Gaza servants scuffle in unity government salary dispute

Gaza servants scuffle in unity government salary dispute

GAZA - Employees who have been on separate payrolls of rival Palestinian governments traded blows at Gaza banks on Thursday when those hired by Hamas did not receive their wages under a new unity administration.

Since Hamas Islamists seized control of the Gaza Strip in 2007 from Fatah forces loyal to President Mahmoud Abbas, head of the West Bank-based Palestinian Authority, the PA has kept paying some 70,000 public employees in the coastal enclave.

The Hamas government in the Gaza Strip, which has faced a cash crunch since Egypt closed border smuggling tunnels, has 40,000 civil servants and security personnel on its own books. The public employees were hired by Hamas after the 2007 takeover, and have not been paid in weeks.

The inauguration on Monday of a unity government under a Fatah-Hamas reconciliation pact raised expectations among Hamas-hired servants that they would now receive their wages. Thousands joined their PA-payroll colleagues at Gaza ATMs on Thursday, hoping to withdraw their salaries.

But the Hamas employees came away empty-handed, and a spokesman for the unity government said they still had to be vetted by a committee before they could be added to the new leadership's payroll.

Fistfights between PA and Hamas employees broke out and club-wielding Palestinian riot police pushed them away from the cash machines, which were then closed, along with Gaza bank branches, to prevent more violence, according to an Interior Ministry spokesman.

"You call this a reconciliation? We should all eat or no one does," shouted one employee of the former Hamas-run government.

"Why is it our fault? Go and ask your Hamas leaders who signed the deal - why prevent us from feeding our families?" countered a PA civil servant.

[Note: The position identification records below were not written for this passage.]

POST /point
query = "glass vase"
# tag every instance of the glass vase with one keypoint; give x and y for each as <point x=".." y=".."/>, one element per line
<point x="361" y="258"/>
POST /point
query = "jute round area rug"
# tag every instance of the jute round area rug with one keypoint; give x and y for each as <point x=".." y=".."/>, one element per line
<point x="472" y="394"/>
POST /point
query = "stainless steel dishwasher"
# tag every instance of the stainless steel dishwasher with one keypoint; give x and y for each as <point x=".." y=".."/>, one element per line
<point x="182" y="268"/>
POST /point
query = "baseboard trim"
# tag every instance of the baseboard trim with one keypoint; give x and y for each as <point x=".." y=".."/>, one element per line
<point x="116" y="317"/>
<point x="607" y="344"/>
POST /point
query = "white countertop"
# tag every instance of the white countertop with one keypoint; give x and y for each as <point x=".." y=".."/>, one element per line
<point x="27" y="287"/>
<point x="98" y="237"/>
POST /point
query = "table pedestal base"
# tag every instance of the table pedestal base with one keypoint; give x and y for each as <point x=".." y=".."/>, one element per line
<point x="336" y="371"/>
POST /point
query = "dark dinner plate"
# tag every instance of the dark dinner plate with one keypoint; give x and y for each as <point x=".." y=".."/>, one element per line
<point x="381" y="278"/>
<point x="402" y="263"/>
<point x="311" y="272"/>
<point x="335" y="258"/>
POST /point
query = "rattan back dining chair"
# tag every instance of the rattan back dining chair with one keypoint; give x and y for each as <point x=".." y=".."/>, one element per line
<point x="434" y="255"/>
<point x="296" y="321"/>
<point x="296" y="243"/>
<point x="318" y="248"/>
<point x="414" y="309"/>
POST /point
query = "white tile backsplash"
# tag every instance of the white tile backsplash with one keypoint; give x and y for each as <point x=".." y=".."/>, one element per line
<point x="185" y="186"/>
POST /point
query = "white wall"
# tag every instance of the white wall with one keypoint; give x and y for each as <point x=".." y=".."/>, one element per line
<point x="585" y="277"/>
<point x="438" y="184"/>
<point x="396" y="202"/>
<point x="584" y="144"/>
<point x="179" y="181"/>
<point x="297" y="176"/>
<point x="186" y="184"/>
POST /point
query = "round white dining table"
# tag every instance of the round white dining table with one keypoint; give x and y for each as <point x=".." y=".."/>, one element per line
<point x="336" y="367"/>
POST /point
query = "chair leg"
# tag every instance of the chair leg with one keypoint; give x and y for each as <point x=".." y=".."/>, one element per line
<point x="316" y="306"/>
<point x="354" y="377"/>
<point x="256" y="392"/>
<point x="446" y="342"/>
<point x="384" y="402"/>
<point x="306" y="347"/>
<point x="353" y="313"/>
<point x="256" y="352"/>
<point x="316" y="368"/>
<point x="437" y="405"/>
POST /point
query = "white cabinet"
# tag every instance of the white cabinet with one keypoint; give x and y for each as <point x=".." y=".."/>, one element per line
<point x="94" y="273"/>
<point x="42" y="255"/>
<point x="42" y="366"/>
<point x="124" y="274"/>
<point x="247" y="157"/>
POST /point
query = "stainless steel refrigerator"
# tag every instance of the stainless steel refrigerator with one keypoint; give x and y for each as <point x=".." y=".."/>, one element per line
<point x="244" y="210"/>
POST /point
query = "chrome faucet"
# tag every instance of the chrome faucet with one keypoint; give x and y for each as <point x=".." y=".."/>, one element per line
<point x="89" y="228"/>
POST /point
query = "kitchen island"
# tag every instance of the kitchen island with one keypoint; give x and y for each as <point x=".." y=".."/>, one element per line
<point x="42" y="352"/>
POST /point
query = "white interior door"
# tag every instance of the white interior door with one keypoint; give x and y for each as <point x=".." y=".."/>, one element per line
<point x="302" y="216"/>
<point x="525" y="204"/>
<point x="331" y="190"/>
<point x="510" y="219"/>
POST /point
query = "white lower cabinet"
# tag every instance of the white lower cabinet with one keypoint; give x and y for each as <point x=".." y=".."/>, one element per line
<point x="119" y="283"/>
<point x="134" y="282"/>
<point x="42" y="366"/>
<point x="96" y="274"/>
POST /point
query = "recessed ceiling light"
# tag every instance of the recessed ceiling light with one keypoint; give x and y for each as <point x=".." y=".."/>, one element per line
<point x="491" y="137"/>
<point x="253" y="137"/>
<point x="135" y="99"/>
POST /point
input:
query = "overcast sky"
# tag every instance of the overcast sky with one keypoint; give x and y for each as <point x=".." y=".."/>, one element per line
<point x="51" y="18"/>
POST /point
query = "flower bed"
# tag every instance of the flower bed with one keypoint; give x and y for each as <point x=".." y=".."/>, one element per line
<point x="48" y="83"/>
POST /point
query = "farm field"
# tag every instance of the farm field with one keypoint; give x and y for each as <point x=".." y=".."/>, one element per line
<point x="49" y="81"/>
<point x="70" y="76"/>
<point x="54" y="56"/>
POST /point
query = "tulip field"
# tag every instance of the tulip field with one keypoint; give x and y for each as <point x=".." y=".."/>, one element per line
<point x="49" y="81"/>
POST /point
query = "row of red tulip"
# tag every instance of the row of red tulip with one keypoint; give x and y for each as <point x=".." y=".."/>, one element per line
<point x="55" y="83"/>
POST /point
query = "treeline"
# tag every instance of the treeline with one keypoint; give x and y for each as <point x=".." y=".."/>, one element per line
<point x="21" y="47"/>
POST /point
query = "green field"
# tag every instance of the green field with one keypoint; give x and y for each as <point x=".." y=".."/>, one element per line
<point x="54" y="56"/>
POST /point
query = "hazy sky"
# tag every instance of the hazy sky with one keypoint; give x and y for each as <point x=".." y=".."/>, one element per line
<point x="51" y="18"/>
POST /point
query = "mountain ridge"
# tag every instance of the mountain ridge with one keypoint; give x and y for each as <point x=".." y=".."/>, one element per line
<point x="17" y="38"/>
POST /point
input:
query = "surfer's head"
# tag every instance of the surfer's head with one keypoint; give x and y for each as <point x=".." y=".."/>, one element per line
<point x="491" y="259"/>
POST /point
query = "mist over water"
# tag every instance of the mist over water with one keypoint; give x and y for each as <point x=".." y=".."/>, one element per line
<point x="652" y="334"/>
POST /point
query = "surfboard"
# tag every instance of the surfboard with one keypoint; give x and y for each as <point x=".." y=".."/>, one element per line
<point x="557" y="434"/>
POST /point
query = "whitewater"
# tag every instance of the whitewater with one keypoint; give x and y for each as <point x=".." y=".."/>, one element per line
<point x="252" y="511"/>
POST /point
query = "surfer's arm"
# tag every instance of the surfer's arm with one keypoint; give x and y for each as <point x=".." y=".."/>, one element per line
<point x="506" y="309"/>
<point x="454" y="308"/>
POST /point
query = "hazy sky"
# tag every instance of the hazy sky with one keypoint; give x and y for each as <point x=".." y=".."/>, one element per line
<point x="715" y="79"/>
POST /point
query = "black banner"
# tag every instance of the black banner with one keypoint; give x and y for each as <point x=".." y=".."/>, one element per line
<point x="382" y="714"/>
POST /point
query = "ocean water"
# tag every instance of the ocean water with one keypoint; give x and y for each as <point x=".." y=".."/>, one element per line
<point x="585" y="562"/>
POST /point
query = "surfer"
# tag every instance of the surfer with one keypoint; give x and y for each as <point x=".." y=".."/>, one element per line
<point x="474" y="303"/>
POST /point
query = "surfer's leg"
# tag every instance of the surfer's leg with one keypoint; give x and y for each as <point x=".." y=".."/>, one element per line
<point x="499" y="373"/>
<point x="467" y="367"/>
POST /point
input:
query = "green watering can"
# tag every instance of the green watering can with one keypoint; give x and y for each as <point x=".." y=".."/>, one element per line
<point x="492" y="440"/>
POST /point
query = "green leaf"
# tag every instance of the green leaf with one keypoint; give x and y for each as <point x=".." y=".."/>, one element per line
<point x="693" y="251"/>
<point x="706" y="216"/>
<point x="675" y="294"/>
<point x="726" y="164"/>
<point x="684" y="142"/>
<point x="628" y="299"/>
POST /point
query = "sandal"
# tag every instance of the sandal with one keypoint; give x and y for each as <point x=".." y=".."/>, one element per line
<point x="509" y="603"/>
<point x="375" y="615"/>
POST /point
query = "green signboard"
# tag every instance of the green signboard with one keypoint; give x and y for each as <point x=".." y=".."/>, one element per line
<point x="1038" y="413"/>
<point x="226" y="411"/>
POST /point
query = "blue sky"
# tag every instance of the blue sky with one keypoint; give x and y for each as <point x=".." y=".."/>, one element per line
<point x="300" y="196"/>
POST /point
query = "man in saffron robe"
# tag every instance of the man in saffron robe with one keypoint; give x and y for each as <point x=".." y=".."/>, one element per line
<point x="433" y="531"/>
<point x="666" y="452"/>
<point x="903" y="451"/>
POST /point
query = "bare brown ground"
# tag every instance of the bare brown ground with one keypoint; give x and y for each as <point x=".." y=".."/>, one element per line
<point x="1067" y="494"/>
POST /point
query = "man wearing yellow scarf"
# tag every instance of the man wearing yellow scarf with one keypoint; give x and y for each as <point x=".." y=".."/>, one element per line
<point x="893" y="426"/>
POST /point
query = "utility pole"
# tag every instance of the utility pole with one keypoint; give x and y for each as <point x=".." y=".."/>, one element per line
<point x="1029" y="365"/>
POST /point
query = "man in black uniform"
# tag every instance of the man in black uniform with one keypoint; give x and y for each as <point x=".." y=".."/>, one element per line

Contacts were under way between officials from Hamas and Abbas's Fatah movement to try and resolve the crisis.

"Be patient and give the unity government a chance to work," said its spokesman, Ehab Bessaiso.

Palestinian officials hope the payroll of the former Hamas government, an entity shunned by the West over Hamas's refusal to recognise Israel or renounce violence, can now be met with international donor funds provided to the PA.

Despite Israeli objections, the United States and the European Union, main donors to the PA, have accepted the unity government, noting that it is comprised of politically unaffiliated technocrats and is committed to the principles of a peaceful solution with Israel.